3. Recognize dairy products: Most Irish households consume a lot of milk, but you can include dairy-free varieties like soy or almond (stick to the amount recommended by your weight loss advisor). Greek yogurt is a great addition to the cart as it is high in protein, low in sugar, and provides a satisfying, filling snack (avoid the sugary yogurt for kids if possible. If they only eat sweetened yogurt, just put some honey in a cart Pot for school lunches). When it comes to cheese, cottage cheese is a great choice if you like it, or your favorite cheddar, parmesan, or feta cheese is fine as long as you stick to the correct serving, which is 1 ounce and looks like a domino.
4. Sugar-free flavors: Don't forget to use stock cubes, balsamic vinegar, mustard (grainy or traditional), soy sauce, and ballymaloe relish to liven up your food. And lemons have a wonderful natural flavor, so include those too!
5. High protein nuts and seeds: I'm a huge fan of chia seeds (full of omega-3s and a source of protein), flax seeds, hemp seeds (great added to smoothies to increase protein levels), and pumpkin seeds (a good source of zinc that can help boost the immune system throughout Winter over). When it comes to nuts, almonds (blanched or whole) and walnuts are always the best for weight loss, although every now and then small amounts of cashews or dry-roasted peanuts are fine.
6.Lower sugar fruits: Opt for the ones that are less likely to convert to sugar, so the berries (strawberries, blueberries, and raspberries) will do the best. Don't be too harsh with the bananas as they have a higher sugar content and only half of a banana is equivalent to a serving of fruit. However, you get a decent serving of strawberries for the same serving.
7.Low-release carbohydrates: Take the less bulky ones and try whole grain breads wherever possible, so things like wraps and whole grain pitta bread are ideal. And always opt for brown rice and whole wheat pasta over the white varieties. Weetabix and porridge are the best breakfasts for kids (low sugar AND slow-release) – try to avoid the other, higher sugar (or just buy it every now and then).

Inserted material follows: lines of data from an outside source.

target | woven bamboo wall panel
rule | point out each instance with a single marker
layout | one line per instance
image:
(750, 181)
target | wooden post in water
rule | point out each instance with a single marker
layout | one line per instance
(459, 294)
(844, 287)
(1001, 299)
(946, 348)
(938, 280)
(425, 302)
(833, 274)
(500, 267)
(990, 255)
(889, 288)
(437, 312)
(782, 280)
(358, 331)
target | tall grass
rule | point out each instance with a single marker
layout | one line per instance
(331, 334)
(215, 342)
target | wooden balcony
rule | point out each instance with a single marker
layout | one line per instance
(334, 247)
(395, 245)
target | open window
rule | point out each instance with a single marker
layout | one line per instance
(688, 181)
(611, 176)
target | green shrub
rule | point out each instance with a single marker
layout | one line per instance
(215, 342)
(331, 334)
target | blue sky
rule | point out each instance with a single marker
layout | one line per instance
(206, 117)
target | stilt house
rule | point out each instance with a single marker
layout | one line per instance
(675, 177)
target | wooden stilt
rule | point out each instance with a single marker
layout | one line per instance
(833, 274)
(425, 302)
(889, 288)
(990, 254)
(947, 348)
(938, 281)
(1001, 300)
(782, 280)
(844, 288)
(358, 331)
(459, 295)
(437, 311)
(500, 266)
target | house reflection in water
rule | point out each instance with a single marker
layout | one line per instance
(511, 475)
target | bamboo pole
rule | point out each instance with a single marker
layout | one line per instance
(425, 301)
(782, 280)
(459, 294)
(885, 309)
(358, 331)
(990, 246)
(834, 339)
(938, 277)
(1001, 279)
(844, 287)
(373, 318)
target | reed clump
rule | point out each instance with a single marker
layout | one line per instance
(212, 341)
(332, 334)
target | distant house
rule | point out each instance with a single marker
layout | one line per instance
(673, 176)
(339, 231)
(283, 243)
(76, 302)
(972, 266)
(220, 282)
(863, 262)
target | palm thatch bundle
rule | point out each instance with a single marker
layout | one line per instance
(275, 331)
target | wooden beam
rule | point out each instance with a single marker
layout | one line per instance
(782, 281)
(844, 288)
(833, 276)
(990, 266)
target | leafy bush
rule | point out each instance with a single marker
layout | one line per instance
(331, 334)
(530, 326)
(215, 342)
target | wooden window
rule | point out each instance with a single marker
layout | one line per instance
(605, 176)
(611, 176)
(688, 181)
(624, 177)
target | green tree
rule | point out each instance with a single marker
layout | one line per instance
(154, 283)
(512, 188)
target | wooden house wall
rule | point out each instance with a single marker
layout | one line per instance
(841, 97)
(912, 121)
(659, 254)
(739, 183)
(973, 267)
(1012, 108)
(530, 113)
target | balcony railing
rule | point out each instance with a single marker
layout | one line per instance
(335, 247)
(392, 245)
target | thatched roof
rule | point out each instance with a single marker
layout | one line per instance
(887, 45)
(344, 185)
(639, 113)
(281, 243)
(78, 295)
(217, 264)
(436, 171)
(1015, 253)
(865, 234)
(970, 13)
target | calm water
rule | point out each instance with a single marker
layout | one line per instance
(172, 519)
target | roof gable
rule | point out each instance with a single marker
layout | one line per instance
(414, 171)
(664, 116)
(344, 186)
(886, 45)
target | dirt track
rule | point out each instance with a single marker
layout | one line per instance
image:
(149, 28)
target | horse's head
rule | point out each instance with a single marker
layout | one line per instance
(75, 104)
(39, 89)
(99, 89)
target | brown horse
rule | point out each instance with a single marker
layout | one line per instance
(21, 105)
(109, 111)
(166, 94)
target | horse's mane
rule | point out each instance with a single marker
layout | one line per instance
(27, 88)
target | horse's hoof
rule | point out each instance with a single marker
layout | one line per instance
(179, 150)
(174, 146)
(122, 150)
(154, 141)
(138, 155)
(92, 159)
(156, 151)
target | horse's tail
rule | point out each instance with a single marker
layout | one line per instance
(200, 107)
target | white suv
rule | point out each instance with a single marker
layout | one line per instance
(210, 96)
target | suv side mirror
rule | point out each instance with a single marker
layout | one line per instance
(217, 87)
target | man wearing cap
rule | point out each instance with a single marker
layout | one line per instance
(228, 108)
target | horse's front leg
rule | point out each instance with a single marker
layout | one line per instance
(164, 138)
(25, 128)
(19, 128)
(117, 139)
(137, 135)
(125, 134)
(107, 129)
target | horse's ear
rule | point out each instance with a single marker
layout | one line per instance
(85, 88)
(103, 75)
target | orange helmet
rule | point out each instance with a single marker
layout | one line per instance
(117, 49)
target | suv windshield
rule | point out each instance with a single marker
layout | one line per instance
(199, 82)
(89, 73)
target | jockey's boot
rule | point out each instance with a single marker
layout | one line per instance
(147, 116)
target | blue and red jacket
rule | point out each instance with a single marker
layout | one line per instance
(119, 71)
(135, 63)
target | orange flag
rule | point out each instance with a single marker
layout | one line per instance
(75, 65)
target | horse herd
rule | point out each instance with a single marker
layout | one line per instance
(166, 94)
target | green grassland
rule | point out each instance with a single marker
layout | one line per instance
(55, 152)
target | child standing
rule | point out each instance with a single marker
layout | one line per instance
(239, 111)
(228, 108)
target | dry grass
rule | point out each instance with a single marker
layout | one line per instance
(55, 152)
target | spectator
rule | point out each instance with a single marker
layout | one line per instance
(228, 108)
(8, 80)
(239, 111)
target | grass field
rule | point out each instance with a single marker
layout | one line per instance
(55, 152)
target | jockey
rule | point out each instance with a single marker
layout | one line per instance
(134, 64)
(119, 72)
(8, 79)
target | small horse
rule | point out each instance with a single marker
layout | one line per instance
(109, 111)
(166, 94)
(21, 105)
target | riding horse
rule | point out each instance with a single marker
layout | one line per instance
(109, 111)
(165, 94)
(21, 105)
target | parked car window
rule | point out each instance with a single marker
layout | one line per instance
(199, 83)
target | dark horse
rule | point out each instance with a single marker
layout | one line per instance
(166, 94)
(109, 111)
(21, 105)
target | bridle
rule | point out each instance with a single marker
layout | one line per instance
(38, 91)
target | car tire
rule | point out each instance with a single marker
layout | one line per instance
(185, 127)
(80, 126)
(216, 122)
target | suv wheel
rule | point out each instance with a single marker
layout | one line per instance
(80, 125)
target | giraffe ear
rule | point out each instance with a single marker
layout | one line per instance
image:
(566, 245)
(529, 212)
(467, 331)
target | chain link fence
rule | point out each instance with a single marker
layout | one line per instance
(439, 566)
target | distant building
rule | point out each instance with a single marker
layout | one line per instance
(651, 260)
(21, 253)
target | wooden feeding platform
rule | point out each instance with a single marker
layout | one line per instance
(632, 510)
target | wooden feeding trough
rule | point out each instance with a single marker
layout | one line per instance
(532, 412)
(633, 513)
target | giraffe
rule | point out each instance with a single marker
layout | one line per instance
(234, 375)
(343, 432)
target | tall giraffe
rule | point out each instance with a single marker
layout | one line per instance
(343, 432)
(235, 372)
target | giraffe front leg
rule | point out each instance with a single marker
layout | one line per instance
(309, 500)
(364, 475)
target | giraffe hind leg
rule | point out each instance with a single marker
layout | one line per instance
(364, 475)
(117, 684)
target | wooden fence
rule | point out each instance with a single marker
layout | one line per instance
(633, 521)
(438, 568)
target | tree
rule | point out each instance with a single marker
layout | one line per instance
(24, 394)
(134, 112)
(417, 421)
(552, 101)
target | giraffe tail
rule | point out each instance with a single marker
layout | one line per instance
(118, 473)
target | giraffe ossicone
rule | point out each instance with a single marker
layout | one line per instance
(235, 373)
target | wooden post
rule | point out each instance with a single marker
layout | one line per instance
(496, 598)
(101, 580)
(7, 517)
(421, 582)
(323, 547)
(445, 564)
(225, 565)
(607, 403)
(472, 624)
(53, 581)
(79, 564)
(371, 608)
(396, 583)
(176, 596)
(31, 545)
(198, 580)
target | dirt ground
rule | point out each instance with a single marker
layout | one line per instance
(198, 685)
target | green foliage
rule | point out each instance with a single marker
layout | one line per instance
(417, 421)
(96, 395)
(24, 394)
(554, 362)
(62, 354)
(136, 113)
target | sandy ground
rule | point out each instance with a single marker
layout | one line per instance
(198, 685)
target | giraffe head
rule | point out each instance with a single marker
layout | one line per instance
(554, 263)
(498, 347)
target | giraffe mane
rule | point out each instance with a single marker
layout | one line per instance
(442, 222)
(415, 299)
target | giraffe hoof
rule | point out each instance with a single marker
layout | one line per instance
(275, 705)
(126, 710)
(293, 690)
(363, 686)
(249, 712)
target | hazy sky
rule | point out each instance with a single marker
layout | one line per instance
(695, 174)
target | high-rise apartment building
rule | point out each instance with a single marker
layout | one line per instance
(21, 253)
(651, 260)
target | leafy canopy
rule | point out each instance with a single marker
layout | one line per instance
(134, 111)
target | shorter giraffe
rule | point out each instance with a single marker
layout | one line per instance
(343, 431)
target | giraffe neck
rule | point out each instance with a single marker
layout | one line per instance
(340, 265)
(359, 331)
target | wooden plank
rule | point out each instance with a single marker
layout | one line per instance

8. Lots of liquids: With all of the plastic debate right now, I'm a bit torn from my addiction to bottled water. Maybe you're trying to buy glass instead? But if the only way to get 2 gallons a day is to buy the carbonated stuff, then splash out. I know a customer who treats herself to 7 bottles of Pellegrino with lemon and mint every week (replacing an age-old habit of drinking 3 glasses of wine a night and she says she doesn't even miss it!). Also, don't forget about herbal teas – a great evening distraction when you're craving something – my favorite is roibos, but others love peppermint, chamomile, or green tea.
9. Protein Supplements: For your in-between meals, look no further than our low-sugar, low-calorie treats, including bars, beverages and soups, which you can buy online (https://shop.motivation.ie/). I would also like to add a few squares of dark chocolate as a reward (ideally over 70 or 80%). And a jar of olives comes in handy when I'm feeling spicy (low in calories and a good source of healthy fats).
Try "Perimeter Shopping".
Perimeter shopping is a great way to highlight fresh food while minimizing exposure to packaged and processed items. Most supermarkets usually cover fruits, vegetables, healthy proteins, and dairy products in scope.
Although grocery store aisles have many healthy options like canned and dried beans, cereals, condiments, and olive oil, most supermarkets also offer highly processed foods like candy and carbonated drinks – so be careful!
Research has shown that minimizing your time inside the grocery store can decrease exposure to these unhealthy foods and reduce the chances of you being tempted to buy them.
At least try this for a while and measure the results – take pen and paper and prepare your weekly grocery list. I bet you will be pleasantly surprised.